When a Job uses the "Retry" feature, it normally will automatically start a fresh Execution when it fails, after an optional delay.

The Job Resume plugin can be configured to automatically use the Resume state when the execution is retried.

# Configuration

The configuration of this plugin is simple. Once added to a Job definition, it is enabled by default.

<joblist>
  <job>
  	<!-- ... -->
    <plugins>
      <ExecutionLifecycle type='resume'/>
    </plugins>
   </job>
</joblist>

If you also want to enable it for automatic Retries, set onRetry to true.

<joblist>
  <job>
  	<!-- ... -->
	<plugins>
	  <ExecutionLifecycle type='resume'>
	    <configuration data='true'>
	      <map>
		<string key='onRetry'>true</string>
	      </map>
	    </configuration>
	  </ExecutionLifecycle>
	</plugins>
   </job>
</joblist>

# Clustering

This plugin works with Clustering in Rundeck Enterprise. The serialized "Resume state" is stored alongside the execution log and execution state file in your configured Log Storage system, with a file extension of .resume.json.
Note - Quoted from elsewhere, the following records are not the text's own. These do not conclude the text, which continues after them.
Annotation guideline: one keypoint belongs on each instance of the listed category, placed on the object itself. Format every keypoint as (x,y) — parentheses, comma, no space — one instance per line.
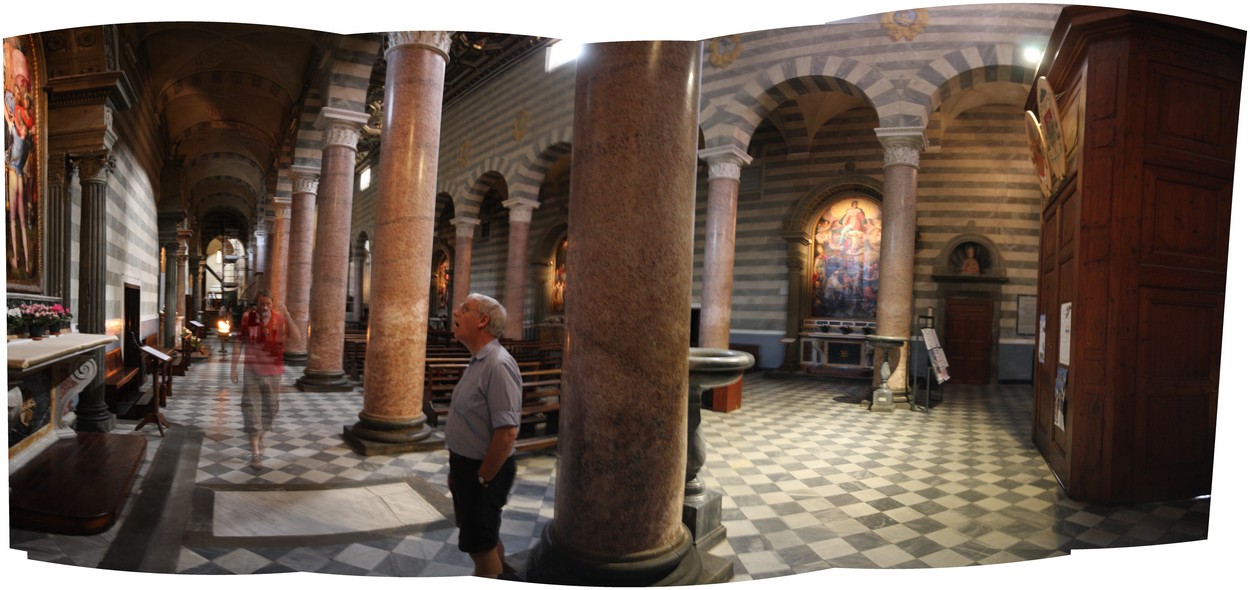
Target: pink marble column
(903,148)
(724,165)
(623,408)
(393,418)
(519,213)
(184,235)
(299,256)
(326,321)
(464,259)
(278,258)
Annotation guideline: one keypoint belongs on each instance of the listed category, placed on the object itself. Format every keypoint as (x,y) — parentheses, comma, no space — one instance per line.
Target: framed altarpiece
(25,151)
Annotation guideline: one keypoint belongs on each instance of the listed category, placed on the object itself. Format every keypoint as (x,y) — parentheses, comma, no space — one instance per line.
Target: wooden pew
(119,381)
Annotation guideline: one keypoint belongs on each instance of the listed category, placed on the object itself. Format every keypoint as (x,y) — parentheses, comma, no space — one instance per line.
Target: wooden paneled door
(969,340)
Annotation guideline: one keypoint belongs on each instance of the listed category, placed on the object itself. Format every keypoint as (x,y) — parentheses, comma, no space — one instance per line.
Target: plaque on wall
(1053,131)
(1038,153)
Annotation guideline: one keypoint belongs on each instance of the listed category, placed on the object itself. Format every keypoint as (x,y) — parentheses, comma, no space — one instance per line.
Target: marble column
(464,258)
(519,213)
(184,236)
(903,148)
(278,260)
(724,166)
(623,409)
(299,256)
(94,168)
(796,254)
(393,419)
(324,370)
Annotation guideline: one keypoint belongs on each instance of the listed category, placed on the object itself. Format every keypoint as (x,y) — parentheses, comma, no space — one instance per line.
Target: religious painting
(23,149)
(558,280)
(846,254)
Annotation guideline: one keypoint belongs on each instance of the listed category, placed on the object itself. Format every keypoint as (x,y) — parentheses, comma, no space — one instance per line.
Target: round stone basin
(716,368)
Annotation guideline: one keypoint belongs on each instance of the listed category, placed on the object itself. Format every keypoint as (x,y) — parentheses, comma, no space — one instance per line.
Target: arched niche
(969,258)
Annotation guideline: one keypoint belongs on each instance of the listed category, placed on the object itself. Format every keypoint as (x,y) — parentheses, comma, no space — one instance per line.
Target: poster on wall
(1065,333)
(1041,339)
(1060,396)
(846,245)
(23,148)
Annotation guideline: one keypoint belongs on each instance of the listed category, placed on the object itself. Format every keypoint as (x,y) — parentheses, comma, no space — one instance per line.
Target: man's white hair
(493,310)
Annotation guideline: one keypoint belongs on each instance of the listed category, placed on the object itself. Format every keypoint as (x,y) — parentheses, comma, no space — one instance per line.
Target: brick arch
(736,118)
(953,73)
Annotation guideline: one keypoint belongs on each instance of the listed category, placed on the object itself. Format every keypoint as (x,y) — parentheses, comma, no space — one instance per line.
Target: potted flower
(16,321)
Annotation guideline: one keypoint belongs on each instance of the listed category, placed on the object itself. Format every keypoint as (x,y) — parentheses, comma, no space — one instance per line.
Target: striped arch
(531,176)
(951,74)
(731,120)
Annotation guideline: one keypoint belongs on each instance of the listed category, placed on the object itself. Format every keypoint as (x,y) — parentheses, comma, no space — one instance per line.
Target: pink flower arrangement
(44,315)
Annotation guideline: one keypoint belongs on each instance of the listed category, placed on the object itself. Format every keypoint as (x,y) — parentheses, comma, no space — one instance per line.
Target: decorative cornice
(903,145)
(724,161)
(438,41)
(465,225)
(520,209)
(304,179)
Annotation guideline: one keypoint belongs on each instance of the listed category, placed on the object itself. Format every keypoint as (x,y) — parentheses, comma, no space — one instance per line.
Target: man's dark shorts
(479,510)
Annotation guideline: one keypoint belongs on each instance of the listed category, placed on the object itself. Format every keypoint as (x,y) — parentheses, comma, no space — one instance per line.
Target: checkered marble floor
(810,480)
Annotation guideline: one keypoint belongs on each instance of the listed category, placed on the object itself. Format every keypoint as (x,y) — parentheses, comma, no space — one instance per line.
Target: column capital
(465,225)
(520,209)
(724,161)
(341,126)
(438,41)
(304,179)
(903,145)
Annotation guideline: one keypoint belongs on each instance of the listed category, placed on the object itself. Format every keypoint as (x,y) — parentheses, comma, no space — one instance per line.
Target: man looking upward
(481,433)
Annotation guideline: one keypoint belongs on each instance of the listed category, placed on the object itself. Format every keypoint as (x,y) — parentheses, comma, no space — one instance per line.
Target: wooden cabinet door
(969,340)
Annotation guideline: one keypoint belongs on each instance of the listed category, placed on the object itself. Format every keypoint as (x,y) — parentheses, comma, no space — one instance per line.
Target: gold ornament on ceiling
(520,124)
(905,24)
(724,50)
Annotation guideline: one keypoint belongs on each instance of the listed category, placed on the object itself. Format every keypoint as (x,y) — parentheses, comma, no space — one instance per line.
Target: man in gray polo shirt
(481,433)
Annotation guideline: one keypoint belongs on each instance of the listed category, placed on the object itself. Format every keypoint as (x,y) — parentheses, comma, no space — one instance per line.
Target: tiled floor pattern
(810,481)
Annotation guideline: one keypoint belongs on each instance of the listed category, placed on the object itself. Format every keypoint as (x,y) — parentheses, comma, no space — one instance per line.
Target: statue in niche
(970,265)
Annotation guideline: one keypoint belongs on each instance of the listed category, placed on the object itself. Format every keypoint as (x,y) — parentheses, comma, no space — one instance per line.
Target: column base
(675,565)
(379,435)
(324,381)
(701,516)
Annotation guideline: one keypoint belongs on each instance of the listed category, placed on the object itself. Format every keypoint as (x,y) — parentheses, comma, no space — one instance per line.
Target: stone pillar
(623,411)
(184,236)
(519,213)
(299,258)
(464,259)
(324,370)
(796,255)
(276,264)
(393,419)
(724,166)
(94,168)
(903,148)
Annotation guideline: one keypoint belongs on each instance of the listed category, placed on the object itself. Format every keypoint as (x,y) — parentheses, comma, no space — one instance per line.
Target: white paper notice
(1065,333)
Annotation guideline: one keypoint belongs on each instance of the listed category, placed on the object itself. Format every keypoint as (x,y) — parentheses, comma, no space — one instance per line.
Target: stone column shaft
(393,419)
(519,214)
(716,300)
(93,411)
(623,409)
(276,266)
(903,148)
(299,258)
(324,370)
(464,259)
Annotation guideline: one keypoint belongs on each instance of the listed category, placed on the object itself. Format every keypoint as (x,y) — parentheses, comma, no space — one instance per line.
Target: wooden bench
(119,380)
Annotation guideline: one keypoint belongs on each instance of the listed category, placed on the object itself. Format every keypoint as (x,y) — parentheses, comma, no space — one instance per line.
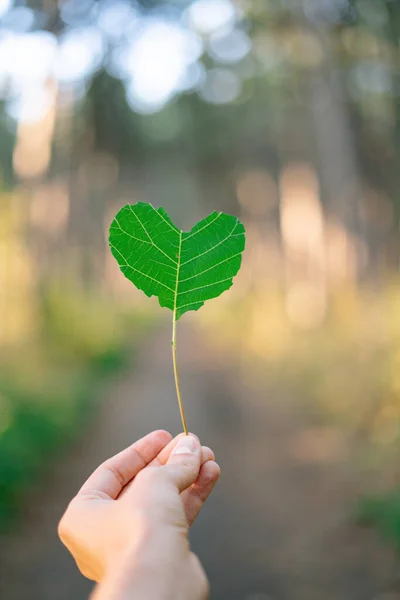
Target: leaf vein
(213,247)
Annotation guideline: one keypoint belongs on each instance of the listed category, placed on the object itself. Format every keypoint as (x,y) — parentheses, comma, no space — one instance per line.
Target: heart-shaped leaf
(183,269)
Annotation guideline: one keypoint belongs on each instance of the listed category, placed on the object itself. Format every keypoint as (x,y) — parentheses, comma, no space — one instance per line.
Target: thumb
(184,463)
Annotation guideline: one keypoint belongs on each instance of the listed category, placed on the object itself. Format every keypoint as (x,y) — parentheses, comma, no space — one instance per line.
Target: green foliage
(182,269)
(383,513)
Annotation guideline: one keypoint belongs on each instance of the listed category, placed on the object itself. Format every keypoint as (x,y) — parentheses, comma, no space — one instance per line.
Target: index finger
(115,473)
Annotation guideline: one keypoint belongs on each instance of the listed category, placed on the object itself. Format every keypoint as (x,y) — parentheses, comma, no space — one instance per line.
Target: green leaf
(183,269)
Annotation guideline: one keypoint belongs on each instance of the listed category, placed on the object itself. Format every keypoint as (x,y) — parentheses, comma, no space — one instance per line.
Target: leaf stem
(178,387)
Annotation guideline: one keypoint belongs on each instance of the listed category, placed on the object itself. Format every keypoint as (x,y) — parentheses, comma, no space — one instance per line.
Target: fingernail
(185,445)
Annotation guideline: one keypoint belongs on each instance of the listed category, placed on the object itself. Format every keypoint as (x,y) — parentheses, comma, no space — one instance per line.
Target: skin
(127,528)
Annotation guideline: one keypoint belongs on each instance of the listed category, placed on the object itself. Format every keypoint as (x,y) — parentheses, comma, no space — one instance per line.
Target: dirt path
(276,528)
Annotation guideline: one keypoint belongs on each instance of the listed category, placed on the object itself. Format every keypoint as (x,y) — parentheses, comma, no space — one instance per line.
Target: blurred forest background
(284,112)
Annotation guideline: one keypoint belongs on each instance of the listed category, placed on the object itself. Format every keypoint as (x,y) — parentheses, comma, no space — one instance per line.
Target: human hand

You can initiate the Resume Execution from any Cluster member if the Resume state file has been copied to the Log Storage system. Before the execution starts, the file will be loaded from the Log Storage system.

# Limitations

  • Currently only the top level workflow steps will be tracked for resume. Referenced jobs will not resume at their internally failed step.
  • If the Rundeck server is interrupted, such as an application or server crash, before the workflow state is serialized and stored the execution will not be able to resume from the failed step.
  • Currently, if you kill manually a job during its execution, this job cannot be resumed. The plugin does not allow this action. Only a job can be resumed when this fails by itself.